According to a new survey by Public First, six in ten voters want targeted assistance for low-income households to aid with the expense of not only electricity but also other necessities such as food and water.
The survey results are expected to raise the pressure on elected officials to utilise the Universal Credit welfare system to provide more public funds to suffering households.
Citizens Advice, the Social Market Foundation think tank, and Public First, a research firm, released the information as part of a collaborative initiative examining the long-term prospects of energy bill assistance.
The data are released as lawmakers of all parties formulate strategies to combat record-high energy costs and double-digit inflation.

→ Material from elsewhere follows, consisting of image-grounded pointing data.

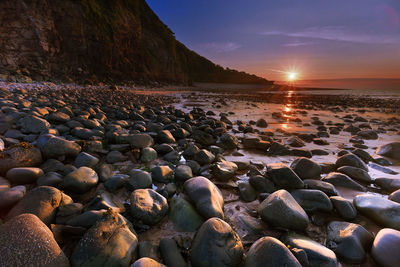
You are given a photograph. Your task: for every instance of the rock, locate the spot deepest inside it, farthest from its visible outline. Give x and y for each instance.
(11, 196)
(325, 187)
(216, 244)
(390, 150)
(224, 170)
(206, 196)
(41, 201)
(280, 209)
(395, 196)
(306, 168)
(33, 124)
(140, 140)
(162, 174)
(271, 251)
(24, 175)
(344, 207)
(139, 179)
(339, 179)
(283, 176)
(204, 157)
(356, 173)
(351, 160)
(108, 243)
(85, 160)
(80, 180)
(183, 173)
(171, 254)
(388, 184)
(349, 241)
(26, 241)
(184, 215)
(312, 200)
(22, 155)
(147, 262)
(385, 249)
(379, 209)
(317, 254)
(261, 184)
(148, 206)
(57, 147)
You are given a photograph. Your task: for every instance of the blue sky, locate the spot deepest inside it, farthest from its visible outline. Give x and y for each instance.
(319, 39)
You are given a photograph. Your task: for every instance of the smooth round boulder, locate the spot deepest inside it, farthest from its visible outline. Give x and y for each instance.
(80, 180)
(206, 197)
(109, 242)
(306, 168)
(271, 251)
(26, 241)
(386, 248)
(24, 175)
(148, 206)
(280, 209)
(41, 201)
(216, 245)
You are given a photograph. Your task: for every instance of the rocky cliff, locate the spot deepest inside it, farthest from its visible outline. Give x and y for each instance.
(99, 40)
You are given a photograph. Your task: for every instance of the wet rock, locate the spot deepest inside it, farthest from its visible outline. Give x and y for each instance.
(339, 179)
(148, 206)
(349, 241)
(280, 209)
(85, 160)
(80, 180)
(216, 244)
(41, 201)
(385, 248)
(33, 124)
(148, 154)
(206, 197)
(388, 184)
(312, 200)
(272, 251)
(19, 156)
(184, 215)
(224, 170)
(183, 173)
(317, 254)
(356, 173)
(171, 254)
(306, 168)
(108, 243)
(11, 196)
(283, 176)
(379, 209)
(147, 262)
(261, 184)
(344, 207)
(325, 187)
(204, 157)
(139, 179)
(247, 192)
(27, 241)
(162, 174)
(351, 160)
(24, 175)
(56, 147)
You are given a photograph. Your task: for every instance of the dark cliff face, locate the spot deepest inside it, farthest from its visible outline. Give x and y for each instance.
(120, 40)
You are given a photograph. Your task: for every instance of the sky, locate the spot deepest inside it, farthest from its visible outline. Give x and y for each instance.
(318, 39)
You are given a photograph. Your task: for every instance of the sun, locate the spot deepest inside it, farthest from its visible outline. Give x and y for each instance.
(291, 76)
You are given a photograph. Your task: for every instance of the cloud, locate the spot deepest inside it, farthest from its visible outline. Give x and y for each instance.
(220, 47)
(337, 33)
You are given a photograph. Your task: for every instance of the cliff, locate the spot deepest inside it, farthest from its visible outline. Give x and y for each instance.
(99, 40)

In a late-July 2012 survey of 2012 individuals, a resounding majority (51% vs. 27%) indicated that assistance with the expense of living should be targeted rather than general.

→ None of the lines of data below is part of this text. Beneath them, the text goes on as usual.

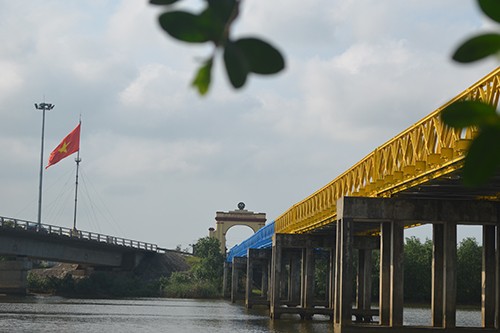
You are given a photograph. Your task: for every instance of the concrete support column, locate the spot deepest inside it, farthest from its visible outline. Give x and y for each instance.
(295, 278)
(239, 266)
(497, 279)
(14, 276)
(450, 276)
(249, 280)
(276, 267)
(488, 293)
(437, 275)
(226, 280)
(364, 283)
(331, 279)
(385, 273)
(343, 280)
(308, 286)
(265, 279)
(397, 276)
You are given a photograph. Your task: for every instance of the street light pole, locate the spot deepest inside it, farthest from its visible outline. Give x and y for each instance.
(44, 107)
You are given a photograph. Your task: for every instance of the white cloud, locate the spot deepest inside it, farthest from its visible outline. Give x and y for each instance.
(358, 72)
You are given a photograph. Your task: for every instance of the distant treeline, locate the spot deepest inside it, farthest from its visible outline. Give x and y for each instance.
(418, 266)
(204, 279)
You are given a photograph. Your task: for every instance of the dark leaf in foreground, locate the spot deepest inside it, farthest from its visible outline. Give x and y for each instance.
(237, 66)
(483, 157)
(203, 77)
(184, 26)
(262, 57)
(491, 8)
(468, 113)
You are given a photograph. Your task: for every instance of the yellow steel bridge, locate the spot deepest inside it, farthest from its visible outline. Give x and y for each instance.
(422, 161)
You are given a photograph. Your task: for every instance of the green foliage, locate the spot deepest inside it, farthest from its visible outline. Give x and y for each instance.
(469, 260)
(483, 156)
(417, 269)
(213, 25)
(204, 279)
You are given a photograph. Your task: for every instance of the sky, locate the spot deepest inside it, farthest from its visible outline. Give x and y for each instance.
(158, 160)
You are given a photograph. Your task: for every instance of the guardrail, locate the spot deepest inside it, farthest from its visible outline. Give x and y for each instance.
(34, 227)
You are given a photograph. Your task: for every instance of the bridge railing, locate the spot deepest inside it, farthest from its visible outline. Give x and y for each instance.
(425, 151)
(29, 226)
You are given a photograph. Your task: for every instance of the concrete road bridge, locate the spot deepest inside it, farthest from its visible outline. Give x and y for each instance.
(25, 240)
(413, 179)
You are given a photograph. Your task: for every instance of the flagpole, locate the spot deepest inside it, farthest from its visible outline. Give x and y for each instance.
(44, 107)
(77, 160)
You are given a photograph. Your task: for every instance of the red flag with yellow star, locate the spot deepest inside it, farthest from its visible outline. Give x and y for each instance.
(69, 145)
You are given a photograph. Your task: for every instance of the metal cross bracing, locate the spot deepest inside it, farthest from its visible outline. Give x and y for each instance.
(424, 160)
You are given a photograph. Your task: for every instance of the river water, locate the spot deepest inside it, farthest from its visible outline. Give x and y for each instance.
(57, 314)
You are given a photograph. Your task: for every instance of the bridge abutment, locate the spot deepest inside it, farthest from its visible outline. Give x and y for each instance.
(14, 275)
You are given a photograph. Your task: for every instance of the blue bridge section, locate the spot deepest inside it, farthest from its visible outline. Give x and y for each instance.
(262, 239)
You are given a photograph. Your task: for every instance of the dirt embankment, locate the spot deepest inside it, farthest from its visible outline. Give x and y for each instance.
(151, 268)
(154, 266)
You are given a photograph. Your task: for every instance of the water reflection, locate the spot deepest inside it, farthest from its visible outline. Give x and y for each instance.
(57, 314)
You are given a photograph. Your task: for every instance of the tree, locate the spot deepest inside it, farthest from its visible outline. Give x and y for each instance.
(213, 25)
(483, 156)
(417, 269)
(211, 264)
(469, 262)
(252, 55)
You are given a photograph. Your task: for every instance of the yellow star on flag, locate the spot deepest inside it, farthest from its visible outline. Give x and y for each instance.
(64, 148)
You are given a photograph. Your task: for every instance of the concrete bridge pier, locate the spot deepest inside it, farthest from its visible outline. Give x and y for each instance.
(226, 285)
(389, 217)
(239, 268)
(293, 272)
(258, 267)
(14, 275)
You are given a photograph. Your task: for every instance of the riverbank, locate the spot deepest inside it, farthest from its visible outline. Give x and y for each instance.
(72, 280)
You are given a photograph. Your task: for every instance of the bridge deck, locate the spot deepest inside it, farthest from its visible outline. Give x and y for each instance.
(424, 160)
(32, 228)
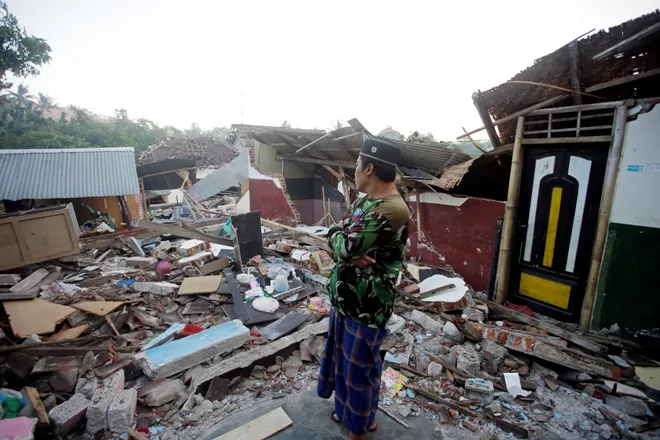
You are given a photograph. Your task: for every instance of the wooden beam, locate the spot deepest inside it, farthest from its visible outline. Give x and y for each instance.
(185, 231)
(626, 80)
(574, 68)
(575, 140)
(543, 325)
(627, 42)
(335, 163)
(517, 114)
(477, 98)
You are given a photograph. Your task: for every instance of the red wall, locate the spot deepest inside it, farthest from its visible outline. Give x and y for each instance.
(459, 236)
(271, 202)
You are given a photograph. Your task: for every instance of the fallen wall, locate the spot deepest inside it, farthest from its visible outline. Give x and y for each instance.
(458, 232)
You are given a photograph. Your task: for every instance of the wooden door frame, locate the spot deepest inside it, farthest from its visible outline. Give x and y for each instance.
(615, 143)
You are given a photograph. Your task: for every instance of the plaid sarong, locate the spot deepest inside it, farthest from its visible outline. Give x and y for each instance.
(352, 367)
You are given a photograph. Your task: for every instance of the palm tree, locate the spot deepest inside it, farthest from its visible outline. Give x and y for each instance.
(45, 103)
(22, 96)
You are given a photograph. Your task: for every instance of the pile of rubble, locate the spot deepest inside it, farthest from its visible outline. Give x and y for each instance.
(163, 337)
(147, 336)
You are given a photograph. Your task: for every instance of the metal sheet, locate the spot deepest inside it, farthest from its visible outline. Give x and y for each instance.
(67, 173)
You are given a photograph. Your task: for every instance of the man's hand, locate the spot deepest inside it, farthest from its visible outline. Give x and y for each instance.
(363, 261)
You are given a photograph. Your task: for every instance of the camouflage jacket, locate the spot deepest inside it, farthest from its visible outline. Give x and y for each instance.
(379, 229)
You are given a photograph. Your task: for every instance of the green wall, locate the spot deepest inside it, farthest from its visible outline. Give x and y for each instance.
(628, 291)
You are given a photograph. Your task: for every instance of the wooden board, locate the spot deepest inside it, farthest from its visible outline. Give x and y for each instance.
(200, 285)
(38, 235)
(99, 308)
(37, 405)
(71, 333)
(35, 316)
(261, 427)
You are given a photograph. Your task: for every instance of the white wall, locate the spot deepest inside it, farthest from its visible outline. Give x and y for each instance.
(637, 194)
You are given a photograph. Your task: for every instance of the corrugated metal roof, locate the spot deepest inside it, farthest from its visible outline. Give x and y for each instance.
(67, 173)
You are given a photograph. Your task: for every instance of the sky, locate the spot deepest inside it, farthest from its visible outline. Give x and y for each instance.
(412, 65)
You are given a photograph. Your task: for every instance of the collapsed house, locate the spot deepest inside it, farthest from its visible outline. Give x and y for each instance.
(77, 193)
(177, 334)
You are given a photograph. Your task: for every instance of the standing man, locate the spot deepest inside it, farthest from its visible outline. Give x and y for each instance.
(369, 248)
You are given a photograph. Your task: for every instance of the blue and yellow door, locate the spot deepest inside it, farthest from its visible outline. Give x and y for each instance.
(556, 224)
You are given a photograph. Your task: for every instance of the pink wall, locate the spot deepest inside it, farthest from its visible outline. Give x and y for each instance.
(460, 236)
(271, 202)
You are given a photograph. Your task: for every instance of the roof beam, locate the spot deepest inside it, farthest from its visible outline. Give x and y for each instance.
(335, 163)
(627, 42)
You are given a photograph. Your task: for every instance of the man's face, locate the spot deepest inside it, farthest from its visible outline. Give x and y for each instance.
(362, 175)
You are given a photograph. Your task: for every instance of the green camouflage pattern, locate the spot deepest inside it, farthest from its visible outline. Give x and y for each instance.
(366, 295)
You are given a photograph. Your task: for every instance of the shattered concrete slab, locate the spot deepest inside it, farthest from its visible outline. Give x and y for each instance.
(176, 356)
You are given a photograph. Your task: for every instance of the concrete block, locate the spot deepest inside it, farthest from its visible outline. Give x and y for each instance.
(160, 288)
(468, 360)
(9, 279)
(18, 428)
(473, 314)
(141, 262)
(434, 369)
(161, 392)
(426, 322)
(452, 332)
(122, 410)
(182, 354)
(395, 324)
(628, 405)
(97, 412)
(87, 387)
(67, 415)
(479, 389)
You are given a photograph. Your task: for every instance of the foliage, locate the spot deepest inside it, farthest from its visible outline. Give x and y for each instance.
(24, 124)
(21, 54)
(389, 133)
(418, 138)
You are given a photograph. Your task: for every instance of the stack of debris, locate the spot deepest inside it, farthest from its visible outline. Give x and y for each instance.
(152, 334)
(166, 336)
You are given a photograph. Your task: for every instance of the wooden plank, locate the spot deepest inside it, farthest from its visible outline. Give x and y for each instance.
(333, 163)
(439, 399)
(261, 427)
(552, 329)
(523, 112)
(70, 334)
(626, 80)
(98, 308)
(485, 118)
(37, 405)
(35, 316)
(200, 285)
(574, 67)
(620, 46)
(575, 140)
(214, 266)
(13, 296)
(185, 231)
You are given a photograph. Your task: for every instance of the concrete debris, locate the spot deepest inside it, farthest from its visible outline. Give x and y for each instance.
(122, 410)
(233, 356)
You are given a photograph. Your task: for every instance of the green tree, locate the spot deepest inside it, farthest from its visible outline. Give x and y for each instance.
(45, 103)
(390, 133)
(21, 54)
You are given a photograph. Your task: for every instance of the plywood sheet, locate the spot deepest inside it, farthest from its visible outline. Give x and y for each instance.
(100, 308)
(71, 333)
(200, 285)
(261, 427)
(35, 316)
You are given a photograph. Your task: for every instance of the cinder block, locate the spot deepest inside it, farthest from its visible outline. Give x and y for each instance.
(97, 412)
(67, 415)
(122, 410)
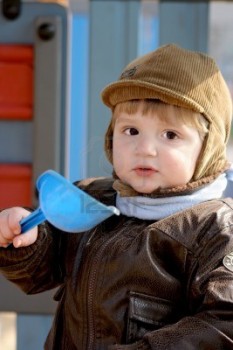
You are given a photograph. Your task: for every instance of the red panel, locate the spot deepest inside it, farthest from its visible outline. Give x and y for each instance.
(16, 82)
(15, 185)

The public’s desire for assistance with water and food costs is nearly as great as its desire to assist struggling households with energy costs. 62% of voters believe that low-income households should receive particular energy assistance.

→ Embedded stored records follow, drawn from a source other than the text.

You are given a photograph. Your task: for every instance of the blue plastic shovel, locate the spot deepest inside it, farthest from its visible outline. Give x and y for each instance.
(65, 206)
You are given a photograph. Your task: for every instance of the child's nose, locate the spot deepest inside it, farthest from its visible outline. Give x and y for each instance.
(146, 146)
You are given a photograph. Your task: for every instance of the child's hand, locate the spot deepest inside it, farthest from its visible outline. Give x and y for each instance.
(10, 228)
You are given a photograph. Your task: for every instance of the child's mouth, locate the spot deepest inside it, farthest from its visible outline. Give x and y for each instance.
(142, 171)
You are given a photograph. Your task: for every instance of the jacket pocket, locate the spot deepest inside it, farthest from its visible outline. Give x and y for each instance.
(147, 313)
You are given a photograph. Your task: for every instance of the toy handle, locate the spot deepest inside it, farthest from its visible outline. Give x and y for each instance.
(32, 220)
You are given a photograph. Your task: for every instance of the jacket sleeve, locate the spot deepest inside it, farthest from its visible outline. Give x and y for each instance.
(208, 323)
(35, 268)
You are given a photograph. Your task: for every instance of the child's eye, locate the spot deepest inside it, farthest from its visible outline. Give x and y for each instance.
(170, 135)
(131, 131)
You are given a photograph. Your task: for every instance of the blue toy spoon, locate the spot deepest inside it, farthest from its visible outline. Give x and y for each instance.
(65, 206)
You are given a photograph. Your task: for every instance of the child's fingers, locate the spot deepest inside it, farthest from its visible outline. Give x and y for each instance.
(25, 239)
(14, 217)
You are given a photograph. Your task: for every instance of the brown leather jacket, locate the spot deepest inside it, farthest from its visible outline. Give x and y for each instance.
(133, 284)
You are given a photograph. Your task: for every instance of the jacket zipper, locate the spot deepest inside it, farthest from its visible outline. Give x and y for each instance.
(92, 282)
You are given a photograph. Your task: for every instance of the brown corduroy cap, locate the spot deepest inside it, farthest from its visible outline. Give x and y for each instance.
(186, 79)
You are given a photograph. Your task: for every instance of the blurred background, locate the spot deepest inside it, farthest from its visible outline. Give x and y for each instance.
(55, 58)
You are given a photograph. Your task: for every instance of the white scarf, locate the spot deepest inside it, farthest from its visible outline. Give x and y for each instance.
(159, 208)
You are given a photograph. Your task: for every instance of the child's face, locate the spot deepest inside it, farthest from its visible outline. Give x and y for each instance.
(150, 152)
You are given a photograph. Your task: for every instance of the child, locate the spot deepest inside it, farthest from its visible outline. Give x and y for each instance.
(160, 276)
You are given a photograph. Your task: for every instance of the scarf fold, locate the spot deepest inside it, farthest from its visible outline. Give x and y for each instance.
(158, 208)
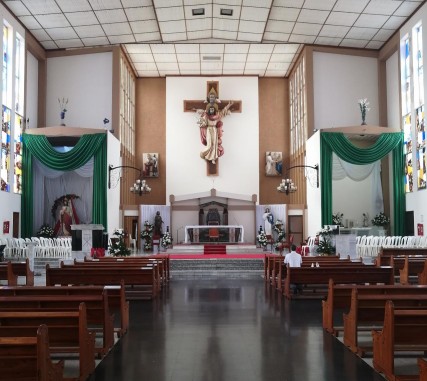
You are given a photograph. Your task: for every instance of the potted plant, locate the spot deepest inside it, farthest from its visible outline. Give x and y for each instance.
(165, 240)
(262, 240)
(147, 236)
(118, 247)
(325, 244)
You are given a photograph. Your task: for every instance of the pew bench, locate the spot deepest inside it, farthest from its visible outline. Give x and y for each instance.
(320, 276)
(404, 330)
(279, 280)
(27, 358)
(7, 274)
(68, 333)
(160, 280)
(115, 295)
(139, 282)
(422, 364)
(163, 259)
(99, 319)
(339, 298)
(411, 268)
(367, 311)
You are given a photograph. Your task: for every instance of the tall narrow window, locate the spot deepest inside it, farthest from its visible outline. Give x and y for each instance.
(6, 109)
(19, 112)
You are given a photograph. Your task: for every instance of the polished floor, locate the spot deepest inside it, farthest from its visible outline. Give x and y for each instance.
(228, 330)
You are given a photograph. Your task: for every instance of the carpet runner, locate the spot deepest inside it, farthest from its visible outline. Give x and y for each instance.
(216, 256)
(214, 250)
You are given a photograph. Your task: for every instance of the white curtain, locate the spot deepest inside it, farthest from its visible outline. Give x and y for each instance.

And nearly equal majorities support assistance with water costs (59%) and food expenses (58%).
The findings, according to the researchers, indicate that public opinion is shifting in favour of income-targeted policies to assist families with the broader cost-of-living challenge, rather than just energy expenses.
In addition, conservative backers voiced unambiguous support for targeted assistance for struggling households with all of their mounting expenditures.
54% of Conservative voters in 2019 support targeted assistance for energy costs, compared to 25% who are against. 46% of Tory supporters supported payment assistance with food (34% opposed) and 49% supported payment assistance with water (34% opposed).
Polling indicates that the public overwhelmingly supports energy measures that control prices or provide discounts to those in financial hardship. In a survey, 62% of the public and 61% of Conservative voters supported “a discount on energy bills.”
In addition, the survey found overwhelming support across all demographic categories for a substantial increase in government assistance for insulating homes and implementing other energy efficiency measures for those in need. 49% of the general population desires free energy efficiency measures. 45 percent of Conservative voters supported this programme.
Daisy Powell-Chandler of Public First said: “These numbers suggest that, as the crunch hits this autumn, support will swing further behind a more broad-based support for households struggling to cope with multiple higher costs.
“Interventions using Universal Credit to support the finances of those on low incomes or other targeted payments are likely to find solid support among the public – including Conservative voters – so would-be prime ministers should study these results carefully.”
James Kirkup of the Social Market Foundation said: “After Britain’s last economic crisis, political rhetoric and public attitudes on welfare hardened and some politicians sadly resorted to labelling welfare recipients ‘shirkers’.
“This research shows how much has changed. The scale of the energy bills crisis and the resulting pressure on the cost of living is shifting public opinion in favour of more support for those in need.
“The community spirit revealed in the pandemic clearly holds strong in today’s opinions on the need for targeted help for those in need.
“Politicians of all parties should make sure they keep pace with today’s public attitudes on welfare and the cost of living instead of living in the past.”